Featured Technologies

March 12, 2026

AI-controlled robots are expected to play an active role due to the aging population and resulting decline in the workforce population. However, widespread adoption has been slow even in areas such as autonomous forklifts where the technology has been put to practical use. NEC believes that the root cause is a feeling of anxiety toward AI-controlled robots, and the company is developing a new type of control technology in response. To learn more, we spoke with several researchers about the details of this technology, which was designed not only to ensure physical safety but also to avoid making people feel anxious.

Addressing the psychological factors hindering the adoption of AI-controlled robots

Hiroshi Yoshida
Senior Principal Researcher
Visual Intelligence Research Laboratories

― What kind of technology is affective robot control?

Yoshida: This technology is designed to alleviate the anxiety that people feel toward AI-controlled robots and promote collaboration between people and robots. Using a proprietary world model from NEC (Note 1), it predicts human movement and the level of anxiety in real time to achieve robot control that does not cause humans to feel stress. The key point is that we have realized a kind of control that addresses not only efficiency but also safety and human peace of mind in an approach that is unlike any other in the world. “Affective” is an English word which means “emotional” or “feeling.” In recent years, it has also been used as the English translation for the Japanese word “Kansei” used in the field of “Kansei Engineering,” which originated in Japan and aims to integrate engineering with psychology.

The issue awareness that prompted this research lies in the current situation where the adoption of autonomously-controlled robots has not advanced as far as expected. According to collaborative research conducted by the Nomura Research Institute and Oxford University in 2015, the published research results indicated that “49% of the Japanese labor force could be replaced by artificial intelligence and robots, etc.” (Note 2) However, as everyone can see, such an impactful level of replacement has not occurred even 10 years later. To give a clearer example, it has been said for many years that we are “just five years away from fully autonomous driving,” and that is still the situation today. (Note 3)

There are various conceivable factors behind this situation such as technical, cost, and legal issues. However, we believe at the very least that these issues have already been resolved in the autonomous forklift market which is our primary target. Various products have been introduced to the market, and NEC has also released a product with guaranteed safety under JIS standards. However, when viewing the market as a whole, there are very few cases of actual utilization, and adoption is not making any headway at all.

In response to this situation, we hypothesized that the root cause may be a psychological barrier to adopting such technologies. We thought that there might be a vague sense of unease toward robots as well as significant concerns that they might cause accidents or injure people. In fact, during interviews with retail store customers we were told that, “robots make customers feel anxious, so they can only be used after the store has closed.” Unlike AI, robots have a physical existence. In the case of autonomous forklifts, vehicles weighing as much as two tons are moving around, so it is natural that people would feel anxious.

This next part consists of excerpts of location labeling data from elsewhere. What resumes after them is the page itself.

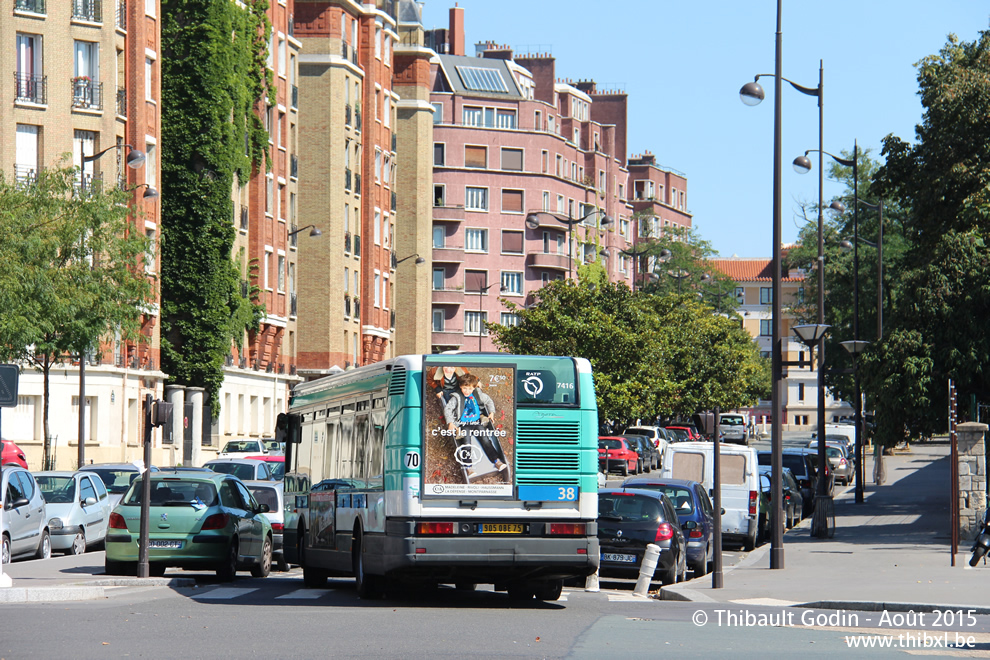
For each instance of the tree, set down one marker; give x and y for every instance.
(70, 271)
(214, 76)
(651, 355)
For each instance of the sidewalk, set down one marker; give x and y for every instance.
(891, 552)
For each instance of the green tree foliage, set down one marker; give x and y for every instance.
(214, 77)
(70, 271)
(651, 355)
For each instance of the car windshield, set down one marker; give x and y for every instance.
(175, 492)
(627, 507)
(57, 490)
(265, 496)
(240, 470)
(117, 481)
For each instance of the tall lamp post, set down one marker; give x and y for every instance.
(533, 222)
(752, 94)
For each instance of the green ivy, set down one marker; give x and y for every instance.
(214, 78)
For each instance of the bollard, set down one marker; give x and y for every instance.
(646, 569)
(591, 584)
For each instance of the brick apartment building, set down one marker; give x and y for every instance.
(85, 83)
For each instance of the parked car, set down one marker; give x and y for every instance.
(245, 469)
(615, 453)
(276, 463)
(78, 509)
(11, 454)
(694, 511)
(746, 514)
(242, 448)
(841, 462)
(272, 493)
(629, 519)
(117, 477)
(649, 458)
(23, 516)
(203, 522)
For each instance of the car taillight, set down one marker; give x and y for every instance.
(665, 532)
(435, 528)
(216, 521)
(568, 529)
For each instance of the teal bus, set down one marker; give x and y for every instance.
(462, 469)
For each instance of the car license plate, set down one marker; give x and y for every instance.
(501, 528)
(625, 559)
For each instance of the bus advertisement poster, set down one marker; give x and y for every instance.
(469, 430)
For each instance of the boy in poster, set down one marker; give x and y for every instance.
(468, 413)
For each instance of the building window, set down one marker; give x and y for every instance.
(512, 283)
(476, 240)
(512, 201)
(476, 199)
(474, 323)
(512, 159)
(476, 157)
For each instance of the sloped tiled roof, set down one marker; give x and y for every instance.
(752, 270)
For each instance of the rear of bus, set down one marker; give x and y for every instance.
(509, 499)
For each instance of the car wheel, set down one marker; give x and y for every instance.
(227, 571)
(264, 566)
(78, 546)
(45, 547)
(549, 590)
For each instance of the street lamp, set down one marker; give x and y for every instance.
(752, 94)
(533, 222)
(482, 290)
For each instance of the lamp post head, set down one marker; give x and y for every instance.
(751, 93)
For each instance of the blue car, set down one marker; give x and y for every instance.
(694, 511)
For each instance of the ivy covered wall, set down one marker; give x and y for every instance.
(213, 78)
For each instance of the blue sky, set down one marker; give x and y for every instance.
(682, 64)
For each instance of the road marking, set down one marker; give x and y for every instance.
(304, 594)
(224, 593)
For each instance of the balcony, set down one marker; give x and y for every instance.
(448, 255)
(33, 6)
(449, 213)
(32, 89)
(447, 297)
(551, 261)
(87, 10)
(87, 94)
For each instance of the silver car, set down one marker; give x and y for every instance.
(272, 493)
(23, 516)
(78, 509)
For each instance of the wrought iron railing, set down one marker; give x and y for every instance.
(33, 89)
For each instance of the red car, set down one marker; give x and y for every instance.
(12, 455)
(615, 453)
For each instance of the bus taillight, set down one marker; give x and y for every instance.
(435, 528)
(568, 529)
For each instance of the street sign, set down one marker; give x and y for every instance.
(9, 374)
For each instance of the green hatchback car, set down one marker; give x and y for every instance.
(198, 521)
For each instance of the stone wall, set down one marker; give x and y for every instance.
(972, 470)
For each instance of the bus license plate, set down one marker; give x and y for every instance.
(626, 559)
(501, 528)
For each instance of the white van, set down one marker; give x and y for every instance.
(742, 520)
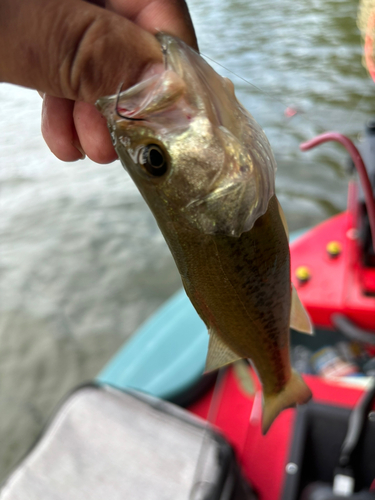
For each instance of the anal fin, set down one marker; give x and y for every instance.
(219, 354)
(299, 319)
(294, 393)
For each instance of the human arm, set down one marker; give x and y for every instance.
(75, 52)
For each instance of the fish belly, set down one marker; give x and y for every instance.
(241, 289)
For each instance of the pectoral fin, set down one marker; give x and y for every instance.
(299, 319)
(219, 353)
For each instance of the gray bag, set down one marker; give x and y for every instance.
(106, 444)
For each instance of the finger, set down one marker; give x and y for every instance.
(170, 16)
(58, 128)
(93, 133)
(76, 50)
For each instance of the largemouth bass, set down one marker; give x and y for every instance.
(207, 172)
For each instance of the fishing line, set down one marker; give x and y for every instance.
(307, 118)
(247, 81)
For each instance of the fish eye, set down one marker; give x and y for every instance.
(152, 158)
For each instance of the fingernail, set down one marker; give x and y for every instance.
(78, 146)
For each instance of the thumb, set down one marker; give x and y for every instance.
(71, 49)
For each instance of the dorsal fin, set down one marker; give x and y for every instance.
(219, 354)
(299, 319)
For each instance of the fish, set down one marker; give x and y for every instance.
(207, 172)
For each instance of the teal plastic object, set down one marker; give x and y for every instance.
(167, 354)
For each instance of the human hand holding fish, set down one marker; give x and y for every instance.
(74, 52)
(207, 171)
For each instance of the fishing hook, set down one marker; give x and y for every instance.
(118, 112)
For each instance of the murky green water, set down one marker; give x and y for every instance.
(82, 262)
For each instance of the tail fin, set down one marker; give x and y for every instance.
(295, 392)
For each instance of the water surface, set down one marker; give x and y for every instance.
(82, 261)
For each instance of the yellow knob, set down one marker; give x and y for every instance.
(303, 273)
(334, 248)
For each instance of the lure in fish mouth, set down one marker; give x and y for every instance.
(207, 172)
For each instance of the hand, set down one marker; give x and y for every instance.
(74, 52)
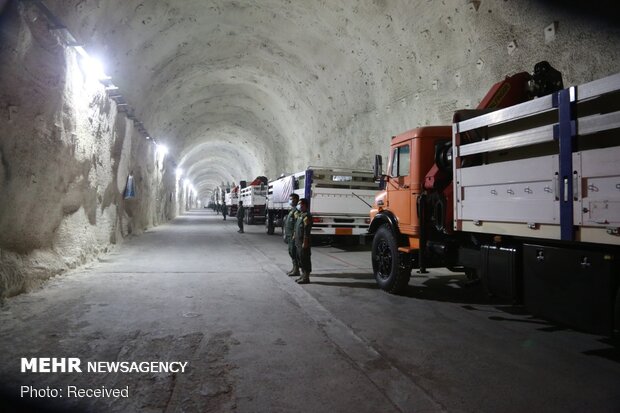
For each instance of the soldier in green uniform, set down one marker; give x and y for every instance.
(303, 226)
(289, 232)
(240, 216)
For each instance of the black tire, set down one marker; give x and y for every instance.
(269, 223)
(392, 271)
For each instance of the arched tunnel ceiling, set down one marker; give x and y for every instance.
(243, 88)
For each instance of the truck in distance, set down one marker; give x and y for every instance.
(339, 199)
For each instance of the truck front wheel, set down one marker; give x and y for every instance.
(392, 271)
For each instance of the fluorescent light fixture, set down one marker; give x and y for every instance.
(161, 149)
(93, 67)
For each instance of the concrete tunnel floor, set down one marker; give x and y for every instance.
(195, 290)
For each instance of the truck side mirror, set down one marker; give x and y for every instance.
(378, 172)
(378, 167)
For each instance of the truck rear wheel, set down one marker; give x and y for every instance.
(269, 226)
(392, 271)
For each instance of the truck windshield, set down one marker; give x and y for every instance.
(400, 161)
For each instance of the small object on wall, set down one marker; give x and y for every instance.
(512, 46)
(473, 5)
(130, 191)
(550, 32)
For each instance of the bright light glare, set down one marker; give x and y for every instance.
(93, 67)
(161, 150)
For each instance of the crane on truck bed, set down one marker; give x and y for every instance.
(522, 193)
(338, 197)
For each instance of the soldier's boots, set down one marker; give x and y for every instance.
(294, 272)
(304, 278)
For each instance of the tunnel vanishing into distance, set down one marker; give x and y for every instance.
(233, 90)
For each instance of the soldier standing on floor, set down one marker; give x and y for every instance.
(240, 216)
(303, 226)
(289, 232)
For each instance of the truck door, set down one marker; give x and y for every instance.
(399, 186)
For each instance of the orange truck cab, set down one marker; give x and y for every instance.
(521, 194)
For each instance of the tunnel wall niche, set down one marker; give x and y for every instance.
(65, 154)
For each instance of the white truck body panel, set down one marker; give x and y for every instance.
(336, 196)
(522, 195)
(253, 196)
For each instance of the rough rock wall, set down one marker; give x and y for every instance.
(65, 153)
(244, 88)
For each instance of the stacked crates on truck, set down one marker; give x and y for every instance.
(254, 197)
(340, 199)
(231, 199)
(543, 178)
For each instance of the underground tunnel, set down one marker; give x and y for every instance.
(122, 122)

Accordingly, this technology seeks to achieve safety not only from a physical and engineering standpoint but also from a psychological perspective. This technology largely consists of two elements. The first is the development of a mathematical model that quantifies human anxiety. This enables us to estimate the level of human anxiety in real time and take measures in advance. The second element is the prediction of human movement. Through a custom-built, human-centric world model, the technology has become able to predict human movement while considering interactions with robots and the relationships with the surrounding environment. Combining these two elements enables a form of autonomous control in which the robot quickly slows down and changes its path to avoid provoking anxiety when people and robots approach one another.

  • Note 1:
    A world model is a technology that predicts and simulates what will happen in the real world. It can predict the results of actions by inferring the mechanisms and causes behind the sensed data. In contrast to reinforcement learning, which is learning how to respond to each situation, a world model can adapt to novel situations that it has not learned.
  • Note 2:
    “49% of Japan’s Labor Force Could Be Replaced by Artificial Intelligence and Robots - Estimating the Probability of Replacement by Computer Technology for 601 Occupations” published by the Nomura Research Institute (2015)
  • Note 3:

Estimating human anxiety in real time to adjust the distance, speed, and orientation

Ryosuke Matsuo
Researcher
Visual Intelligence Research Laboratories

― First, tell us about the mathematical model that derives the level of human anxiety. Why is it necessary to estimate the level of anxiety in real time? For example, is it difficult to ensure that people feel a sense of security by simply maintaining the proper distance?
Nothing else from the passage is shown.